Dari sisi pendanaan, perseroan mencatat peningkatan simpanan nasabah sebesar 3,9 persen yoy menjadi Rp192,8 triliun, terutama berkat pertumbuhan CASA sebesar 20,1 persen.

Selain itu, rasio CASA Permata Bank meningkat menjadi 63,9 persen dari 55,3% pada periode yang sama tahun sebelumnya.

Selain itu, perusahaan terus menjaga tingkat likuiditasnya pada tingkat yang sehat melalui manajemen struktur neraca yang sangat baik. Ini ditunjukkan oleh rasio loan to deposit (LDR) sebesar 84,5% pada tahun 2025.

Selain itu, rasio likuiditas yang didasarkan pada ketentuan Basel III tetap jauh di atas batas minimum undang-undang sebesar 100%.

Permata Bank mencatat liquidity coverage ratio (LCR) rata-rata pada 296,5 persen dan net stable funding ratio (NSFR) pada 126,8 persen pada akhir kuartal keempat tahun 2025.

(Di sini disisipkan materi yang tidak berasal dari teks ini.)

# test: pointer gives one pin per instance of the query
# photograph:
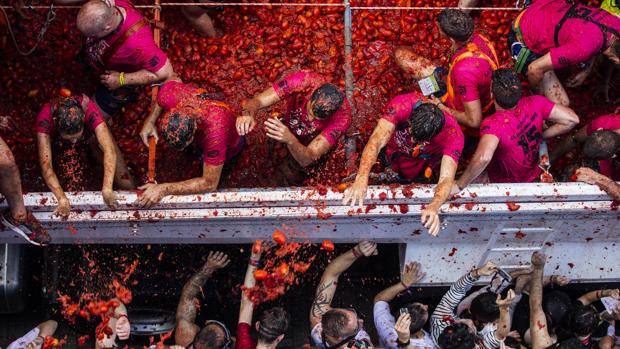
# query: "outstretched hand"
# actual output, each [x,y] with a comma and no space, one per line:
[217,260]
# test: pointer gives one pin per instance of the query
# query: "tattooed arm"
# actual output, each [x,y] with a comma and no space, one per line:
[327,286]
[186,330]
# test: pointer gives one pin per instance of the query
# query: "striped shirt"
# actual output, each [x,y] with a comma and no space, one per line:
[444,314]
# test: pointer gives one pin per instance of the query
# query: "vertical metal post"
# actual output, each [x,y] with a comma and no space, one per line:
[350,143]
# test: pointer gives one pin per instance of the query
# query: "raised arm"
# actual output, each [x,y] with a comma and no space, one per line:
[247,120]
[504,323]
[538,322]
[246,310]
[379,139]
[410,275]
[106,143]
[479,162]
[430,215]
[49,176]
[564,119]
[153,193]
[594,296]
[186,330]
[327,286]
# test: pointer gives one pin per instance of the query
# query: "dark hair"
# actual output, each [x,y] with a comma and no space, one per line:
[601,145]
[68,115]
[556,304]
[457,336]
[334,323]
[273,323]
[456,24]
[208,338]
[418,317]
[426,121]
[506,88]
[178,128]
[582,320]
[484,308]
[326,100]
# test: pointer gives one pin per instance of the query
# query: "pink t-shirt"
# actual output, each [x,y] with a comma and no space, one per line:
[611,122]
[244,338]
[400,150]
[471,77]
[520,133]
[578,39]
[45,123]
[216,135]
[138,52]
[297,88]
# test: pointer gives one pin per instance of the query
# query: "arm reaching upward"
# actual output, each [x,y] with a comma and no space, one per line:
[186,311]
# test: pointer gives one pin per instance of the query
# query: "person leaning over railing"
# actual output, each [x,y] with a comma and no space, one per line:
[318,114]
[419,139]
[120,46]
[510,139]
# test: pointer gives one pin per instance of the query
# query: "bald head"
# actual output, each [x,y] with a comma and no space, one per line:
[96,19]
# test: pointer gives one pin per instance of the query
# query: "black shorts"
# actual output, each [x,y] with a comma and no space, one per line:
[111,101]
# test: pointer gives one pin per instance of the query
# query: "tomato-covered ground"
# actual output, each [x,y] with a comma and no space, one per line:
[259,44]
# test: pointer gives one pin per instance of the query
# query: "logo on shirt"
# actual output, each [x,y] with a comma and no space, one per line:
[154,61]
[213,153]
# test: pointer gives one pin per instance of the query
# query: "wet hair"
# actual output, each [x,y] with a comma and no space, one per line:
[506,88]
[94,17]
[601,145]
[178,127]
[68,115]
[484,308]
[556,304]
[273,323]
[426,121]
[456,24]
[326,100]
[418,317]
[209,338]
[582,320]
[456,336]
[334,323]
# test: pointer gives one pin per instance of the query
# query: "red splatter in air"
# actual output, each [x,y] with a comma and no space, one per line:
[512,206]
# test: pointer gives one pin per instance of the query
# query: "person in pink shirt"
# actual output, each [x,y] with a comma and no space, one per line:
[510,138]
[317,115]
[600,144]
[120,46]
[466,91]
[77,119]
[556,34]
[191,117]
[420,139]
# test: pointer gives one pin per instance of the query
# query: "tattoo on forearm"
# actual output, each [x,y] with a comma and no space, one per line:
[187,304]
[322,299]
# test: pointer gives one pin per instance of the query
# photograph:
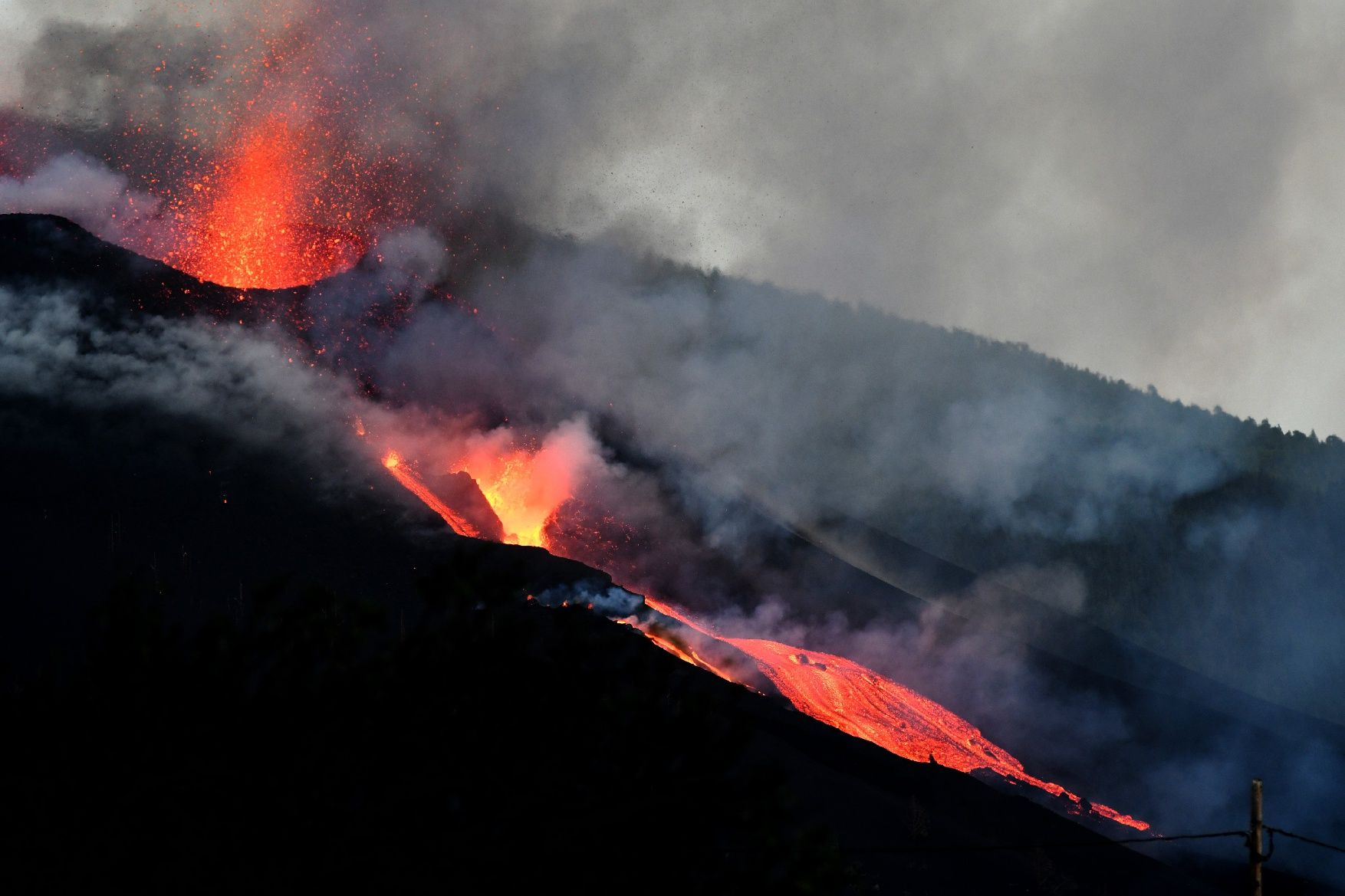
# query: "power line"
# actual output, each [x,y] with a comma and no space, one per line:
[1307,840]
[1095,844]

Menurut Permata Bank, struktur permodalan termasuk rasio CAR sebesar 34,6 persen dan CET-1 sebesar 26,6 persen pada akhir 2025.

Rasio permodalan perseroan adalah salah satu yang terkuat di antara bank umum komersial terbesar di Indonesia, menurut perusahaan.

Organisasi mengatakan bahwa permodalan yang kuat sangat penting untuk mendukung pertumbuhan bisnis yang berkelanjutan di masa depan, baik organik maupun anorganik.

Selain itu, kinerja unit usaha syariah (UUS) perusahaan terus menunjukkan peningkatan, dengan laba operasional sebelum provisi sebesar Rp785,3 miliar, tumbuh 8,1 persen per tahun.

Pendapatan setelah distribusi bagi hasil yang tumbuh mencapai 6,5% yoy dan konsistensi pengendalian biaya yang baik mendukung pertumbuhan ini.

Pada bagian pendanaan, simpanan nasabah UUS Permata Bank mencapai Rp27,0 triliun, didorong oleh pertumbuhan CASA sebesar 13,4 persen per tahun.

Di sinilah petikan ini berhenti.